Sábado, 7 de Maio de 2011

Como pode a cor da pele influenciar uma decisão desportiva? O racismo europeu que nunca desapareceu debaixo da capa da hipocrisia social sempre encontrou no futebol um escape moral onde a cor da pele nunca permitiu marcar diferenças sociais. A grandeza de Pelé ou Zidane nunca se mediu pelo seu tom de pele. Mas em França, um país de muitas luzes e muitas sombras, a verdade é mais negra que a pele dos jogadores que a Federação Francesa de Futebol quer excluir dos seus programas de formação. É a verdade amoral de um país com memória curta e um sério problema entre as mãos.

 

 

 

Ser africano, caribenho, magrebino, asiático, negro, castanho, amarelo ou vermelho ainda é importante. Pelo menos em França.

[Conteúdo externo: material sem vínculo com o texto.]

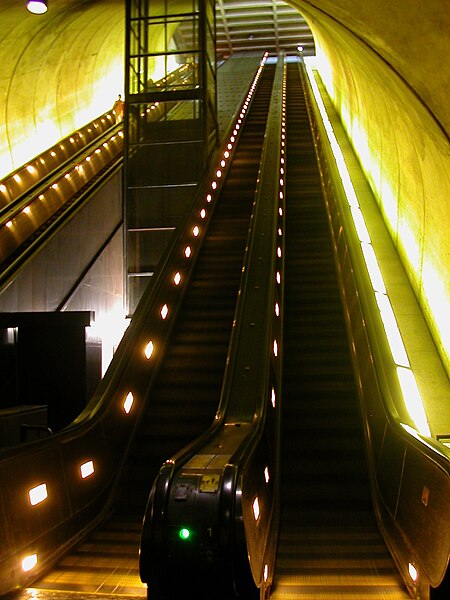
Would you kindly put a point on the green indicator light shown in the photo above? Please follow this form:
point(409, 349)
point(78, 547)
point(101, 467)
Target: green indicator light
point(184, 533)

E, surpreendentemente, no mundo do futebol. Porque aí o racismo faz menos sentido ainda. Está à vista de todos a qualidade de um atleta, independentemente da sua cor de pele, do seu credo. A sua performance fala por si, não precisa de passar por um canal de avaliação preconceituoso. Em França, país que há anos vive assustado com o seu próprio futuro, isso não é bem assim, nem nunca o foi. O racismo existiu sempre no futebol e de uma forma aberta e socialmente aceite. Os jogadores "importados" das antigas colónias nunca foram tratados ao mesmo nível que os herdeiros dos gauleses, seja lá o que isso for. Roger Milla, o ícone dos Camarões. andou durante anos em clubes pequenos do futebol francês e mais tarde reflectiu o seu desencanto pela forma como dirigentes, técnicos e colegas o tratavam simplesmente por ser negro. Até aos anos 80, e apesar de serem uma presença constante nos clubes da Ligue 1, eram raros os atletas negros, magrebinos ou mulatos que chegavam a representar a selecção. Até Just Fontaine, nascido em Marrocos ( e branco), chegou a ser questionado pela imprensa gaulesa por não ter nascido em território europeu. Com Tigana, Tresor e companhia a situação foi-se alterando. Os franceses aprenderem a aceitar lado a lado os imigrantes das ex-colónias com os emigrantes dos países europeus (como foram Kopa ou Platini, filhos de polacos e italianos respectivamente) junto com os "seus" heróis nacionais. Hoje talvez alguns deles fossem impedidos de actuar com a camisola dos Bleus. Porquê? Porque talvez excedessem as quotas de minorias étnicas que a Federation Française du Foot estava, em segredo, a preparar para o seu futebol de formação.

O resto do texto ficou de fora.